Wrangling Regional Treasury Centers

January 28, 2015
Regional treasury centers are great but they still pose a challenge.

Money Ball Lg 209X119The distance between profits and cash management is growing ever longer. That’s because companies are becoming more complex and global in their businesses, with foreign operations a more significant portion of the company’s profits. This has meant that the ability of corporate treasury to effectively manage details and even strategies in Asia, Europe and Latin America has become strained.

Enter the regional treasury center or RTC. A recent meeting of The NeuGroup’s Assistant Treasurers’ Group of Thirty fleshed out some of the challenges in managing RTCs as well as treasuries that are, in general, far afield.

One area of tension: the human resource management piece. Managing RTCs can get tricky, as many members noted. And further complications arise when staff is shared. One member of the group explained that his team has an “ongoing challenge with the reporting structure” as RTC personnel in Asia and in Europe report into the division and not to treasury headquarters in the US. And local management looks at treasury staff as “accounts payable clerks” and paid as such. A related issue is local management pushing RTC staff into non-treasury activities. Another member shared that his RTC staff sit at and report to the SSC with a dotted line

An additional challenge: functions performed at RTCs are not standardized across locations. At one point, these functions worked well in serving the needs of local challenges. But after a while, they can drift too far from the needs of the company as a whole. This patchwork of treasury functions then becomes ever more unwieldy to operate. An added problem is that often dictating the work performed regionally (as compared to centrally at treasury’s main site) is the amount of hand-holding and control required. The standardization of these functions can create significant savings in time and money.

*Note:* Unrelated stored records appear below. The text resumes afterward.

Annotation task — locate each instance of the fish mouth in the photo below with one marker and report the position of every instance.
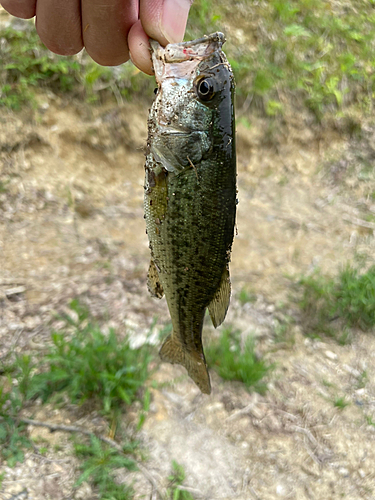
(176, 131)
(184, 51)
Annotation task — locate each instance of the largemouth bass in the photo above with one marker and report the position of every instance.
(190, 193)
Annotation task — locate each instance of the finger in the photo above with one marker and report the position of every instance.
(106, 24)
(20, 8)
(165, 20)
(139, 48)
(59, 25)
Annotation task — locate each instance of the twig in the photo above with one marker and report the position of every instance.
(110, 442)
(243, 411)
(193, 491)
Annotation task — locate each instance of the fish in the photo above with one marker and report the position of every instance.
(190, 193)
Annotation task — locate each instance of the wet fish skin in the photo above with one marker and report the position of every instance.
(190, 193)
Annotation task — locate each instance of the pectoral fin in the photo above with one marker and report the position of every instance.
(220, 303)
(153, 282)
(173, 351)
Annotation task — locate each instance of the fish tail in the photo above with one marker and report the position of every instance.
(173, 351)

Managing regionally yet at a central location works for some corporate treasuries but not for others. An alternate solution is to staff more central sites that are outside of the region but have them responsible for specific regional activities.

Effectively managing treasury in multiple regions takes coordination and staff know-how. This is true whether it is performed in one central location or at decentralized sites closer to local business operations. While the location of an RTC is often a tax-driven decision, it is the quality of the regional staff, their specialized knowledge and the trust that HQ has in their performance that often dictates the amount of control and type of treasury activity the RTC is delegated. And while aligning your RTC with an SSC may make sense on the surface, that alignment can create a new set of personnel issues with competing loyalties.